If you run a Google search of your personal information, you may find yourself on a people database site. Although some databases have legitimate uses, people databases can be an essential tool for internet sleuths.
These databases gather public information about individuals from various sources, including social media, public records, and court documents. The information collected can include the following:
- Email address
- Physical address and last known addresses
- Phone numbers
- Family information
- Employment history
- Criminal records
- and even maps and photographs
Most people don’t realize how much of their information is collected without their consent. As internet sleuths, many public people do not hold their own personal investigations to an ethical standard, respecting individuals’ privacy and not using the information obtained in a harmful or malicious manner.
Ultimately, people databases can be a valuable resource for those involved in online investigations for legitimate purposes like employment screening, but it’s essential to use them responsibly and with consideration for individuals’ privacy. Unfortunately, you don’t have a way to enforce that without removing yourself from these databases.
The Deep Web
Over a billion websites and even more indexed pages are available through search engines. Would it surprise you that this is only a fraction of the websites and pages out there?

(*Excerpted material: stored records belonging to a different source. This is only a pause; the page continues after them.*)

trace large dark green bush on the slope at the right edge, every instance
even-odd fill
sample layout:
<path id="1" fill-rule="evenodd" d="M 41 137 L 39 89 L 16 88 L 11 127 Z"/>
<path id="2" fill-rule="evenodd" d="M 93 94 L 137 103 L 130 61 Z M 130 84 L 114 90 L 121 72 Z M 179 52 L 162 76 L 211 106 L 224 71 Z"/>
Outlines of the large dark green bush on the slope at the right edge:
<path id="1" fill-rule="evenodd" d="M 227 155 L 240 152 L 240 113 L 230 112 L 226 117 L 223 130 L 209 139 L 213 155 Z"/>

That amount of websites and pages may make up 12% of the searchable web.
Most people confuse the deep web with the dark web. The deep web is a huge number of websites within public reach that a search engine hasn’t indexed.
Update 11/1/17: there’s a great writeup by Daniel Miessler on the differences in this topic.
If you created a new website, you would fall into this category. Websites that are new or websites that have been around but haven’t been indexed can be reachable by direct links or using specific deep web search tools, databases, and techniques.
The Dark Web
Users on the dark web specifically and intentionally hide their websites from view.
Criminals indeed operate on the dark web, as well as a publication of all manner of objectionable content. But before you raise your pitchforks and chant to abolish the dark web so we’re all safer, know something important. Your company HR portal, where you must be in the office to download your paystub, is considered dark web.
It makes sense, though, right? Why would you want your Intranet publicly exposed?
There are a few techniques for hiding your website in the dark web. For example, something as simple as fooling indexing robots, like the ones used at Google, or telling them not to index certain pages. Other methods involve hiding behind Tor.
There are limitations to what can be searched and how big of a footprint you make, but it’s still possible to find dark websites.
The Archived Web
Do you remember when people told you stuff on the Internet couldn’t be deleted and was online forever? This is partially why.
Even though web content can be edited or deleted, other websites and services, such as The Internet Archive, allow you to see content as it was in specific time periods. It’s like a nerd’s virtual time machine.
Even though looking at a website’s history helps investigate website compromise, it’s actually kind of fun to look up old websites.
For a good laugh, we may publish an article looking at earlier versions of the most popular web services.
Archive Web Providers
This section was updated on 5/2/19.
- Google Cache – use
cache:before the full URL or append the full URL to
- WayBack Machine – this refers to the Internet Archive (web.archive.org)
- Archive.today – this has many other top-level domains (like archive.is).
- WebCite – you can also append the full URL to
Safe Site Links
If a website has no history or doesn’t appear on the archived web, you may need to check reputation sites to see who else has been dinged.
Ideally, you want something to go on, but having a clean scan doesn’t entirely mean everything is on the up and up.
|Scanner||Clean Scan Message|
|Google Safe Browsing||Not currently listed as suspicious|
|McAfee SiteAdvisor||Didn’t find any problems|
|Norton Safe Web||Found no issues with this site|
|Sucuri SiteCheck||Verified clean / Not blacklisted|
|AVG ThreatLabs||No active threats were reported|
Update: AVG ThreatLabs has been discontinued. We linked to their web safety guide instead.
Internet Investigations Conclusion
As more people create online profiles and post publicly available information, internet investigations become simpler; any armchair detective can now dig up all sorts of details about a person if they have the proper internet search skills.
All it takes is a bit of internet sleuthing to find out names, addresses, and even telephone numbers to start piecing together the lives of those passing through our interconnected world.
These investigations have never been easier or more accessible with all of the resources and public records aiding in putting the puzzle pieces together today. The key is to limit the amount of information we share as much as possible while still being included in the connected world.